Quand je prends la route, la circulation y est souvent
très dense, et il y a souvent des lignes continues, car le relief du
terrain à la Réunion, ne permet pas une bonne visibilité.
Le code de la route dit qu'il ne faut pas franchir une ligne continue pour
dépasser. J'ai remarqué que beaucoup de motard franchissait la
ligne blanche et même se tenait sur la voie de gauche. Le code autorise
le partage de la voie, sans dépasser la ligne continue et sans forcer
l'autre à se pousser.
La loi tolère à un pilote de moto une
remontée de file, d'une part par la gauche et sous certaines conditions.
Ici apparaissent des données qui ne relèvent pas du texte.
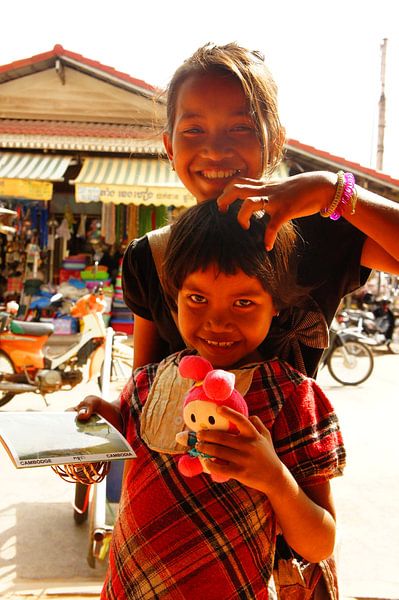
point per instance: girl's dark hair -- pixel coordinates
(204, 236)
(257, 83)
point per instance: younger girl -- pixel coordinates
(178, 537)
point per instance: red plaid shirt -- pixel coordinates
(190, 538)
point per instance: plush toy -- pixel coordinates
(213, 388)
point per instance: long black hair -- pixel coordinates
(204, 236)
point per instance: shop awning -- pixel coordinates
(130, 181)
(30, 176)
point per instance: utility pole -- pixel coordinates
(381, 109)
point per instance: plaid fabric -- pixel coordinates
(189, 538)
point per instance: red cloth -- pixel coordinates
(189, 538)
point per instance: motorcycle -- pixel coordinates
(348, 358)
(379, 326)
(25, 364)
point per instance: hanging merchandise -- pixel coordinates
(81, 232)
(132, 222)
(64, 234)
(108, 223)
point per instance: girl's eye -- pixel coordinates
(192, 130)
(243, 302)
(197, 299)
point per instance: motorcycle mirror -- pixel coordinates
(56, 298)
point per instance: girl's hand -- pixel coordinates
(95, 404)
(289, 198)
(88, 406)
(249, 456)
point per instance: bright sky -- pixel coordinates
(325, 56)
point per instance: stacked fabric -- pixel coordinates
(121, 316)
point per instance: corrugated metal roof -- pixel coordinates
(38, 167)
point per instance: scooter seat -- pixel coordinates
(31, 328)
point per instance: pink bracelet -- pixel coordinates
(346, 195)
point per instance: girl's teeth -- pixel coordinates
(220, 174)
(219, 344)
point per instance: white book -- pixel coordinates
(39, 439)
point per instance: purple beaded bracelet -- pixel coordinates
(347, 193)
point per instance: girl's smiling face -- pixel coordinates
(214, 138)
(224, 317)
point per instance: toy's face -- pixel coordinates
(201, 414)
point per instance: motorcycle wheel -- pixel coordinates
(393, 344)
(351, 364)
(81, 505)
(6, 366)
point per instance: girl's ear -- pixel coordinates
(168, 145)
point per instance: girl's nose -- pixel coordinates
(218, 320)
(217, 147)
Par exemple, ne pas franchir une ligne continue, même si la circulation
est bloquée. Le motard doit attendre que l'automobiliste partage son
espace en se poussant légèrement vers la droite autant que le
permet l'état et le profil de la chaussée. Il ne doit pas
dépasser par la droite, sauf si le conducteur de la voiture tourne
à gauche. Ce que mes élèves motards apprennent, c'est une
partie de mon expérience personnelle, en plus du programme d'examen.
Ce que j'enseigne à mes élèves, c'est ce
genre de situation, le partage de la voie en situation d'embouteillage, qui
comporte quand même un risque. C'est le risque de l'accrochage au moment
du dépassement, soit par un acte manqué, soit par l'automobiliste
ou le poids lourd qui se rabat subitement à gauche. Selon le code des
assurances, c'est celui qui fait la manoeuvre perturbatrice qui est en tort.
Comment puis-je influencer les attitudes adéquates pour
mes élèves ? Comment pourrai-je amener un processus cognitif de
la dimension humaine au sein même de l'apprentissage ?
Lorsque le référentiel fait allusion à la
dimension humaine, il se cantonne aux thèmes de la prévention et
de la sécurité, il oriente son action sur l'attitude qu'un bon
motard se doit d'adopter quotidiennement sur la route.
Mais, d'une part, si le GFM fait constamment
référence au motard, d'autre part, le moniteur
d'auto-école que je suis, est face à un apprenant moto. Mon champ
d'action va jusqu'à celui du devenir du motard sur route ouverte.
J'accompagne souvent mes élèves après la réussite
finale de l'examen tant convoité, jusqu'au choix de leur machine et du
concessionnaire locale.
Il existe bien chez les motards plusieurs moteurs d'engagement
qui façonnent leur personnalité, leurs attitudes et leurs
caractères. La vie du motard, n'est pas qu'un long fleuve tranquille,
elle commence d'abord par sa formation.